This project took almost four years until completion… if it can be called completed.
When we acquired our house we were forced to clear an overgrown side garden, felling some poor trees to create an orchard and raised beds. With a wood burner and made construction projects, eg fruit tree arch, the logs would not be wasted. To protect the valuable wood, I built a scaffolding plank wood store. The weight was considerable and it took four people to lift the roof on.
Basically it is a base of scaffolding plank on some old roof tiles and fence posts to keep off ground. The sides are planks angled with a circular saw. Top are the full 3.9m planks. The walls and side are braced with recycled wood.
Over the coming years this store became the bane of my life. Unlike my little wood store the planks went in a different direction, the wood expanded and contracted and gaps grew, water went clean through. I tried copper strips in the gap, bamboo in the gaps, and still it leaked. My father in law said I should just buy a sheet over, however he was missing the rustic charm I was trying for.
For some time. I had been considering building a living roof somewhere and had carried out a lot of research. These things could be expensive if bought. So I decided to do myself!
First I lined the roof with some thick black damp sheeting. After some research I found a company that made rolls of natural wool for the next layer. The top mixture was compost and sand. The side frame was recycled wood and small stones were placed at the bottom to assist with drainage. For my tree planting there was some mesh in the garden and this was stapled in to offer protection.
To keep the rustic look, I hid some plastic gutter behind split bamboo and made three bamboo drainage channels to take off excess water.

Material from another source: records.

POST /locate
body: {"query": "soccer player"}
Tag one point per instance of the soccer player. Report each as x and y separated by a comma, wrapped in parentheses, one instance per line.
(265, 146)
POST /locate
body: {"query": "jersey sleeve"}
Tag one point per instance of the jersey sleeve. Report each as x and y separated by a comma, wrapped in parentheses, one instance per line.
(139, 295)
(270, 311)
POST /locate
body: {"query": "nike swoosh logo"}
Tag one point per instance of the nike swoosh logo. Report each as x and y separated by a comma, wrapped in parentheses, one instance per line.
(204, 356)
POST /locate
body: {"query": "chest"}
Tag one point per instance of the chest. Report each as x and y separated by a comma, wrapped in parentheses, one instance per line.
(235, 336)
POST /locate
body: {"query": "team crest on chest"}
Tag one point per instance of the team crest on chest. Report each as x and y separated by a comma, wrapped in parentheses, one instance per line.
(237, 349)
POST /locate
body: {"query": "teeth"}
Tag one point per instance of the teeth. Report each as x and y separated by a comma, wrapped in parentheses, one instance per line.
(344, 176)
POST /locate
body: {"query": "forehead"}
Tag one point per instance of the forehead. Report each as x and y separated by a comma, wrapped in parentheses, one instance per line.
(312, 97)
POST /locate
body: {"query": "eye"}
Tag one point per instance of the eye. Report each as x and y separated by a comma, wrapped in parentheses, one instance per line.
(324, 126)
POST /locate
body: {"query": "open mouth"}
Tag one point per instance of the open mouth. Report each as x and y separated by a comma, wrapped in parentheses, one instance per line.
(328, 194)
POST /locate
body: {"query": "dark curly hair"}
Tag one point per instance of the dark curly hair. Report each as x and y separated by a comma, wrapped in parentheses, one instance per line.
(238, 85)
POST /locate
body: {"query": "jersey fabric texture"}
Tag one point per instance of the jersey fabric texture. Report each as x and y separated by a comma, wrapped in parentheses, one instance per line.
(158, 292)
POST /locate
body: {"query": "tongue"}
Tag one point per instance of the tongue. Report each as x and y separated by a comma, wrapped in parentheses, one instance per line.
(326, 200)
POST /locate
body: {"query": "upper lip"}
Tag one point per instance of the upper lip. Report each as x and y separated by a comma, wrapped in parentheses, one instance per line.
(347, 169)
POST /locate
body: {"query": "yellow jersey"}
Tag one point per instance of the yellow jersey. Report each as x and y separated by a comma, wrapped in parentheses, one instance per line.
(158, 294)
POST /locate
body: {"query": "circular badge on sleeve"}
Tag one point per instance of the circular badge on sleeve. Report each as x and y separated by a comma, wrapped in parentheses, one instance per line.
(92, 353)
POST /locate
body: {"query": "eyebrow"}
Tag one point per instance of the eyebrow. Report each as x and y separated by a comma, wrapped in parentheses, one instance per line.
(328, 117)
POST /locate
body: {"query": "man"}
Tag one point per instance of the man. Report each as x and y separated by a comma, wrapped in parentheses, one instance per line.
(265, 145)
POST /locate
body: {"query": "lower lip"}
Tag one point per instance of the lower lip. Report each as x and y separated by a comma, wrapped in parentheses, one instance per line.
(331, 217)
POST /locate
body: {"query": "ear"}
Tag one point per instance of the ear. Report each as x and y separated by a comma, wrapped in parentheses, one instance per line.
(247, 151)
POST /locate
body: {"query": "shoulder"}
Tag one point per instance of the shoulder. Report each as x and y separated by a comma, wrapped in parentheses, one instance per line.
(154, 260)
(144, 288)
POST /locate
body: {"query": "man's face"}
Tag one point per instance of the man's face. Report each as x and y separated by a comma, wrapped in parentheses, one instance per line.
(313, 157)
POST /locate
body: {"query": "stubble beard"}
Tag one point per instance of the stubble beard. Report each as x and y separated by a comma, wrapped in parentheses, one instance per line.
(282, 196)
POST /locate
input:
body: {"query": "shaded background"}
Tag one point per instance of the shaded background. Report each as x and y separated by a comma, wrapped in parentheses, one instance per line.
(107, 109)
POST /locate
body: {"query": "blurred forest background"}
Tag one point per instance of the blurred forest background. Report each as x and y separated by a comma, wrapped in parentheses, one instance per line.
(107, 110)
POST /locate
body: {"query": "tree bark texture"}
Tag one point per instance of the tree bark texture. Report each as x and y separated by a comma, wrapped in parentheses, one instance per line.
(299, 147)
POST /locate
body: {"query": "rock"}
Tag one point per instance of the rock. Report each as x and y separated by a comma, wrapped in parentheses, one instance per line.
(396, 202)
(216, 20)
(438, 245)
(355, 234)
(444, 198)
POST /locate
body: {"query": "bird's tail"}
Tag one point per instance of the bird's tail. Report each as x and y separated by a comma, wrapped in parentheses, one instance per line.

What was I going to plant? I sourced some sedum seeds and planted in egg boxes. They were doing well until I needed the greenhouse for vegetables. Presuming we might have a spring, or summer, I planted out and covered with plastic sheeting from a rocking chair to create the humidity recommended. Summer and spring never came, and magpies attacked the wool. The sedums and roof had a hard start but it is beginning to pick up. Time will tell how it takes hold. But it hasn’t collapsed yet, and the sedum is still alive… for now.